When it comes to health, this approach can be downright dangerous. If it takes the place of actual medical treatment, it can end up a route to suffering and death.
Think about it: Those who embrace magical thinking as a substitute for legitimate therapeutics essentially make the same critical mistake as those who embrace conventional allopathic medicine in hopes of actually improving their health. Both types exclude certain aspects of healing. Allopathic medicine so privileges the Physical, it neglects our Emotional, Mental and Spiritual aspects. The “think system” approach does just the opposite.
Optimum wellness encompasses much: health and vitality (Physical); wisdom and presence (Emotional); knowledge and skill (Mental); and peace and harmony (Spiritual). Would you say either of these two individuals is on a path to achieve it:
- The typical “muscle-head” in the gym who works out to the extreme, focused solely on the Physical, strengthening muscles and shaping his physique?
- The quintessential starving mystic in a cave, meditating to the extreme with no care for the material world, focused on Mental life?
The obvious answer is no, neither.
And it’s not that chemistry, physiology and other Physical factors don’t matter. They do. So do intention, belief and other Mental factors. But they matter ONLY in the context of their relationships and interdependence with the Emotional and Spiritual aspects that make us who we are. Those define our needs and how our bodies actually work, and hence, how best to support the healing process that only our bodies – Physical, Emotional, Mental and Spiritual – in concert with The Divine can achieve.
Context, as they say, matters.

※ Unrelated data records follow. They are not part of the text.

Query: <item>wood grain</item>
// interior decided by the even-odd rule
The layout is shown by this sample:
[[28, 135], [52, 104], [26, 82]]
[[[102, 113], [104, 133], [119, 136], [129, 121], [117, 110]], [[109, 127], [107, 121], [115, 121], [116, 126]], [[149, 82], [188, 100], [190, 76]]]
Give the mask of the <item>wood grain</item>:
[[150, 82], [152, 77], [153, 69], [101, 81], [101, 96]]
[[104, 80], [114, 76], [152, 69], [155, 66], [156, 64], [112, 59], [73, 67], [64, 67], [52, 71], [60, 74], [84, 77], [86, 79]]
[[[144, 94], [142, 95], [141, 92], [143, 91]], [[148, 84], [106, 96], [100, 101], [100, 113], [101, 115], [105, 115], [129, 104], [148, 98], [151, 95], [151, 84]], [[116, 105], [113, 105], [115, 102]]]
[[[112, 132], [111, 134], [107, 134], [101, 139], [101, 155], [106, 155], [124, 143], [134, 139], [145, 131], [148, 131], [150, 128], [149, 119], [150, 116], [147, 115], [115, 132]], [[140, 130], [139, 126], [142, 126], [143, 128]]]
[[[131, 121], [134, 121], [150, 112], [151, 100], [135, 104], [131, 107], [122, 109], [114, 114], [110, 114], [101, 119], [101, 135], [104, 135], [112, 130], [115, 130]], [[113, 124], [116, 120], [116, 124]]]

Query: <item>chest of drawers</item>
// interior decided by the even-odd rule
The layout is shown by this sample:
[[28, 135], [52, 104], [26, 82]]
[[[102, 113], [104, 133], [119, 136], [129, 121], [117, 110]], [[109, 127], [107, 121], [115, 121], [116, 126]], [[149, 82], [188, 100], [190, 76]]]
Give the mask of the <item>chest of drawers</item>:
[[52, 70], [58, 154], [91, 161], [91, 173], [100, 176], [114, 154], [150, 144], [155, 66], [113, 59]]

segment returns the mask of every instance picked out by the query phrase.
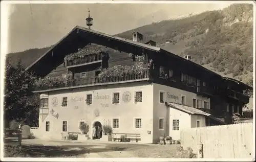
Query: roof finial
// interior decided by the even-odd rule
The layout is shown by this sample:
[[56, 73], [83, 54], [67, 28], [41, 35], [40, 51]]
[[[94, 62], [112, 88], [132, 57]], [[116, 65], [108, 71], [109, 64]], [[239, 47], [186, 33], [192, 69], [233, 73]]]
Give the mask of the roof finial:
[[91, 26], [93, 25], [93, 18], [91, 17], [90, 15], [90, 9], [88, 9], [88, 17], [87, 17], [86, 20], [86, 25], [88, 26], [88, 28], [91, 29]]

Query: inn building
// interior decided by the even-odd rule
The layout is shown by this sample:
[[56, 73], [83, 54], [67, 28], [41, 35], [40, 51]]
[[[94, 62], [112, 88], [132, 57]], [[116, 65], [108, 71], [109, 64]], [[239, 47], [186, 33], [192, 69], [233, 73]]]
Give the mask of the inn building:
[[38, 138], [60, 140], [86, 123], [90, 138], [94, 126], [109, 125], [111, 140], [123, 134], [152, 143], [163, 135], [179, 140], [183, 129], [231, 124], [232, 113], [242, 114], [251, 87], [139, 32], [131, 37], [76, 26], [27, 68], [39, 78]]

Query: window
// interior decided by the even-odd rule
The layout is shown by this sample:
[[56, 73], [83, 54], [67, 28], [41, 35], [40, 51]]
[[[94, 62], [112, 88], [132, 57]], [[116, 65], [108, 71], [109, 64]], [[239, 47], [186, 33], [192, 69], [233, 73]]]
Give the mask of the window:
[[162, 66], [160, 66], [159, 67], [159, 74], [161, 74], [162, 73], [164, 73], [164, 68]]
[[91, 105], [92, 101], [92, 95], [87, 95], [86, 97], [86, 104], [88, 105]]
[[50, 122], [46, 122], [46, 132], [50, 131]]
[[40, 107], [48, 107], [48, 99], [40, 99]]
[[180, 130], [180, 120], [173, 120], [173, 130]]
[[188, 83], [193, 85], [196, 85], [196, 78], [190, 76], [188, 77]]
[[205, 101], [204, 101], [204, 108], [208, 109], [208, 102]]
[[67, 78], [67, 74], [62, 74], [62, 77], [64, 78]]
[[68, 122], [62, 121], [62, 132], [67, 132], [68, 130]]
[[141, 128], [141, 119], [135, 119], [135, 128]]
[[62, 107], [68, 106], [68, 98], [67, 97], [62, 98], [62, 103], [61, 104], [61, 106], [62, 106]]
[[136, 91], [135, 95], [135, 102], [142, 102], [142, 92]]
[[232, 113], [234, 113], [234, 105], [232, 105]]
[[113, 128], [119, 128], [119, 120], [118, 119], [113, 119]]
[[164, 125], [164, 119], [163, 118], [159, 119], [159, 129], [163, 129]]
[[171, 70], [169, 70], [169, 78], [171, 78], [173, 77], [174, 75], [174, 71]]
[[81, 78], [86, 78], [86, 73], [81, 73]]
[[160, 96], [160, 103], [164, 103], [164, 101], [163, 101], [163, 96], [164, 96], [164, 94], [163, 94], [163, 92], [160, 92], [160, 94], [159, 94], [159, 96]]
[[113, 99], [113, 103], [117, 104], [119, 103], [119, 93], [114, 93]]
[[200, 127], [200, 121], [197, 121], [197, 127]]
[[197, 107], [197, 99], [193, 99], [193, 107], [196, 108]]
[[79, 127], [83, 124], [84, 124], [84, 122], [83, 122], [83, 121], [81, 121], [81, 122], [79, 122]]
[[181, 96], [181, 104], [182, 105], [185, 105], [185, 96]]

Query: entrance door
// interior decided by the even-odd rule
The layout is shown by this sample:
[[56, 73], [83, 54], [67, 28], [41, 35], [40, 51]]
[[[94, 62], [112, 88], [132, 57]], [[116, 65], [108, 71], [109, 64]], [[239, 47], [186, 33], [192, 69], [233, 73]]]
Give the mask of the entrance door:
[[197, 80], [197, 91], [198, 92], [200, 91], [200, 80], [199, 79]]
[[100, 139], [102, 136], [102, 125], [100, 122], [97, 121], [94, 123], [93, 127], [95, 127], [96, 129], [96, 139]]

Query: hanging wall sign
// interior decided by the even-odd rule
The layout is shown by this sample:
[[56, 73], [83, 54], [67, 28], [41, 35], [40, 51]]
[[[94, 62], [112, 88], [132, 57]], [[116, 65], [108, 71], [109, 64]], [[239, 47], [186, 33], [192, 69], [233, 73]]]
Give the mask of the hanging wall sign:
[[129, 91], [125, 91], [123, 93], [122, 96], [123, 101], [124, 102], [129, 102], [132, 99], [132, 95]]

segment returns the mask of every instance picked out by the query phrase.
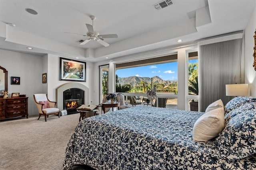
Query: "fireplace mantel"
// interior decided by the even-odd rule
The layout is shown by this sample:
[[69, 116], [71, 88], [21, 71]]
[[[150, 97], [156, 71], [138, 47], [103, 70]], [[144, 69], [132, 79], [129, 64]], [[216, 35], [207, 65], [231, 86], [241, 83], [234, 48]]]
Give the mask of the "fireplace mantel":
[[89, 88], [86, 86], [80, 83], [72, 82], [62, 84], [56, 88], [57, 102], [58, 108], [60, 110], [63, 109], [63, 92], [71, 88], [77, 88], [84, 91], [84, 104], [88, 104]]

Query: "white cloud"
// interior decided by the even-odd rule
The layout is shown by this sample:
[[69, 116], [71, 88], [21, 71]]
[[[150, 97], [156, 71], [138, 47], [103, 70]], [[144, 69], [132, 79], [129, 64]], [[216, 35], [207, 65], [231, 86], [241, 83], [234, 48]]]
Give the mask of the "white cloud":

In fact, it means everything.
Whenever we ignore the pragmatic truth of our holistic design and unique role each aspect of our being fulfills, we get into trouble. Each is important. Each must be acknowledged, honored, appropriately assessed and appropriately worked with to engender the greatest degree of healing possible.
This is the antithesis of magical thinking. Healing requires more than just thinking or praying, meditating or feeling. It requires action.
What we THINK and what we DO together generate the momentum of our lives. If we don’t like where the momentum of our past thinking and behavior is taking us, then we need to change what we think and do in the now. This alters momentum in order to generate new desirable outcomes in our lives.
We cannot merely use vivid mental imagery to take the place of real world pragmatism. The mind is a powerful thing, to be sure, but just thinking about drinking water won’t keep you hydrated, nor just imagining brushing your teeth keep them clean. Mind is only one of the Four Essential Aspects of Humanity, and only when allowed to function in its proper station and relation to the other three is true healing enabled and the restoration of health achieved.
As Goethe wrote, “Knowing is not enough; we must apply. Willing is not enough; we must do.”